Suddenly she saw the light. Raffa must think her really dumb, Casey concluded.

‘What’s wrong?’ he said.

‘You didn’t prepare any of this, did you?’ She gestured in disappointment and let her hands drop back to her sides.

‘Did I say that I did?’ Raffa’s luminous gaze sharpened.

‘You didn’t have to. I presumed…’ She glanced around. ‘But then I’m also guilty of presuming we’re alone out here. And that can’t be true, can it, Raffa?’

‘Does it make a difference?’

‘To walking around in the nude? To swimming in the nude? To believing this is our private paradise? Yes, it does.’ She moved away from him as icy dread trickled down her spine. ‘You misled me,’ she said, swinging around. ‘I feel like I’ve been had. Is this how it’s going to be?’ She made a gesture and then stopped, the words freezing on her lips. There was no ‘going to be’, because there was no future for them. When was she ever going to get that into her head?

Raffa walked over to her. ‘We were alone,’ he said quietly. ‘We were alone right up to dawn this morning, when the camel train came in with the supplies I’d asked for from the camp we visited. I wanted to do something special for you— something you would never forget.’

She’d never forget how she felt now, Casey realised. Raffa couldn’t see that he didn’t need to do anything for her, that he only had to be.
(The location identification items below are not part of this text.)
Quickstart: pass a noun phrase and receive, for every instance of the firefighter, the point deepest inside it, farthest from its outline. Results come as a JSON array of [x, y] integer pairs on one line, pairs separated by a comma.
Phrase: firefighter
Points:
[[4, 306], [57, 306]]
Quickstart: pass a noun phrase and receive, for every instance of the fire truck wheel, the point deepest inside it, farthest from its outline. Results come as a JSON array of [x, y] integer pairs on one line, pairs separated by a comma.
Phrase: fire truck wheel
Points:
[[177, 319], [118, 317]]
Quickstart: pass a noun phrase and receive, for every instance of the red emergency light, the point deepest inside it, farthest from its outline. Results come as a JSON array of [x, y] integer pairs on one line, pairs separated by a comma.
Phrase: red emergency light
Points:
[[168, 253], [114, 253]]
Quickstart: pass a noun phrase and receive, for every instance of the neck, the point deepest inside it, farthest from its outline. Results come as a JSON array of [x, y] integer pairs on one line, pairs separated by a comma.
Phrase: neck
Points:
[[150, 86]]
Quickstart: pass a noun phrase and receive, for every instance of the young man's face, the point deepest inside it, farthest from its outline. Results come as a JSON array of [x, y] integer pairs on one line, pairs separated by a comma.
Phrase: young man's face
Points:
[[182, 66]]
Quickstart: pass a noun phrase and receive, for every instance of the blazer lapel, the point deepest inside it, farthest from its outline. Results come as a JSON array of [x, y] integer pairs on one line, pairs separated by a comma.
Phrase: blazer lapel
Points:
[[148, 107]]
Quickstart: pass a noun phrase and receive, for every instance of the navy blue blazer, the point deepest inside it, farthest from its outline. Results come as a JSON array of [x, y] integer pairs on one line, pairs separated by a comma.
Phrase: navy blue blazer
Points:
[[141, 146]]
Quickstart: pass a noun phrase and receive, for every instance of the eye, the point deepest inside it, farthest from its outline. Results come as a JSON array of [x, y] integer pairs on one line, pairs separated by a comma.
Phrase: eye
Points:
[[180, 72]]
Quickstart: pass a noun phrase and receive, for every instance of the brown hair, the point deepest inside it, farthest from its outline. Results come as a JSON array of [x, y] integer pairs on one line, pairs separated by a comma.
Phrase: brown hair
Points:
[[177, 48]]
And this was the second time she had misjudged him so badly.

Confused and full of emotion, she passed a hand across her eyes as if to wipe the debacle from her memory. ‘I’m sorry.’

‘Casey?’

‘I’m sorry that I spoiled everything; that I always spoil everything.’

‘You don’t. You only feel so bad because you’re mentally exhausted from wrestling with your conscience and still throbbing from our lovemaking—something life-changing for you.’

And not for him?

‘Don’t,’ she said quietly when Raffa rested his hand on her arm.

To discover she was just another notch on his bedpost would finish her. But perhaps she had needed this to bring her up short and make her face the truth. She had no alternative now but to be the one to finish this; she was in far enough. She was in love, deeply and for ever…and utterly pointlessly. Nothing Raffa could say or do would ever change that.